Disrupting Reality with Prolix
Disrupting Reality with Prolix

Prolix (a.k.a. Chris McCarthy) has been a driving force within the realm of tech and dancefloor drum & bass for a good 10 years. RAM, Metalheadz and Playaz, amongst other top tier labels, have tapped him for his precisely crafted take on the genre. While some say D&B anthems no longer exist, Prolix has challenged that notion with tunes like “The Savage” and his Noisia collab “Asteroids.”

Because of his remarkable talent, Prolix is seeing the inside of a lot of airports whilst his Trendkill Records imprint is seeing some of its best releases to date. Ahead of his impending performance March 25 at Funktion, Bassrush sat down with Prolix to learn more about the making of his newest single on Friction’s esteemed Shogun Audio.

People who suck up to people to get ahead in life—I can’t stand it!

How was the signing process with Friction? This certainly isn’t your first outing on the label.
I had done a few bits for them in the past: my collaboration with Icicle called “Duality” for their 10 Years of Shogun album and another one with Friction for his Versus EP. We had discussed doing some solo things and I guess the timing was right and it all fell into place. I’ve always been a fan of their output and they’re also from my hometown [of] Brighton so it had to happen sooner or later!

Tell us a little about your new track “Nature of Reality.”
It’s the first tune finished in my new studio at my new house. I actually started it in headphones while I had no studio to work in. Things have been a bit hectic the last year or so but they have finally settled down and I’m really happy with how this turned out! It’s always difficult moving into a new space as it can take some time to really get used the sound of the new room. Fortunately this time I hit the ground running.

What inspired the name/title of the flip “Sycophant?”
“Sycophant” is an ode to all those ass kissers out there. People who suck up to people to get ahead in life—I can’t stand it!

What are some of the essential bits of gear that helped shape the sound on this single?
Seeing as both of them were started in my headphones I have to say my Audeze LCD3s got some serious use. They sound great, and used in conjunction with a mono Avantone mixcube I was able to work in a very small non-studio style environment. It gave me good results and kept me sane! I use Cubase and I’d have to say that the VSTs I used a lot on these tracks were Addictive Drums and Camel Phat/Trash—plenty of distortion! I also use a lot of the Slate plugins.

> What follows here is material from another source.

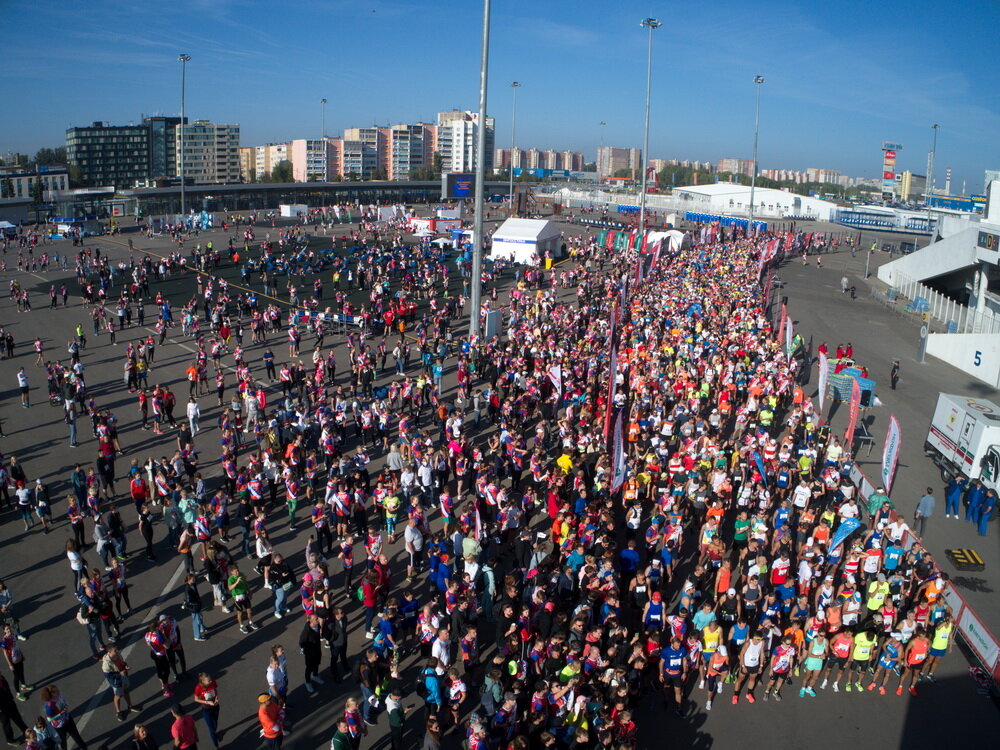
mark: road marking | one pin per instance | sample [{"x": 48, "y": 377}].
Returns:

What are some current sound design trends that haven’t been bashed to death yet?
I suppose the synth Serum is what everyone seems to be bashing these days. It seems to have taken over from NI Massive as the go-to bass music synth. I think it gets caned in dubstep a lot and I can hear it more and more in drum & bass tracks. It’s also a bit more intuitive than FM8, which takes a lot of getting used to. I haven’t explored it that much yet but I intend to see what all the fuss is about.

It seems like momentum is rising for the darker side of dancefloor. What do you feel is the next evolution for this sound?
I’m not sure about evolution; the engineering of it all just seems to get better and better, but the vibes are still the same. I feel the subgenre is having a real surge of popularity, and long may it continue. It will never be the most popular kid on the block but I’m fine with that; it’s not supposed to be!

What do you have coming up next on Trendkill?
Next for Trendkill is a track by myself and Sustance entitled “Patriot” and then Sustance alongside Gusto on vocal duties with “Half Life”—all heavy neuro beats keeping up with the tradition! That is due mid-March. I’ve also got beats by some new sick artists to put out, as well as a remixes from the Transcendent EP with some wicked tracks by some big names. Exciting times; watch this space!

Who are some of the newer artists that have caught your ear?
He’s not necessarily new but I love L 33’s output at the moment. He’s doing some great stuff for Eatbrain and Blackout. Aggressor Bunx and Malux are also making some great tracks with high production levels—all quality dancefloor stuff. Sustance also has some wicked beats in the pipeline!

We are thrilled to have you back in the States. What do you like most about playing in the US?
Playing for Bassrush! I just love coming over to the States in general; the novelty certainly hasn’t worn off! The production on the Bassrush stages are second to none and are run by some great guys. Aside from Bassrush, there are also other wicked nights around albeit spread over a huge area, but they don’t have to be super huge events to be good. There are lots of hardworking promoters in the States doing smaller nights, working their arses off to bring good music to the local fans and I’m happy whenever I get to be a part of that.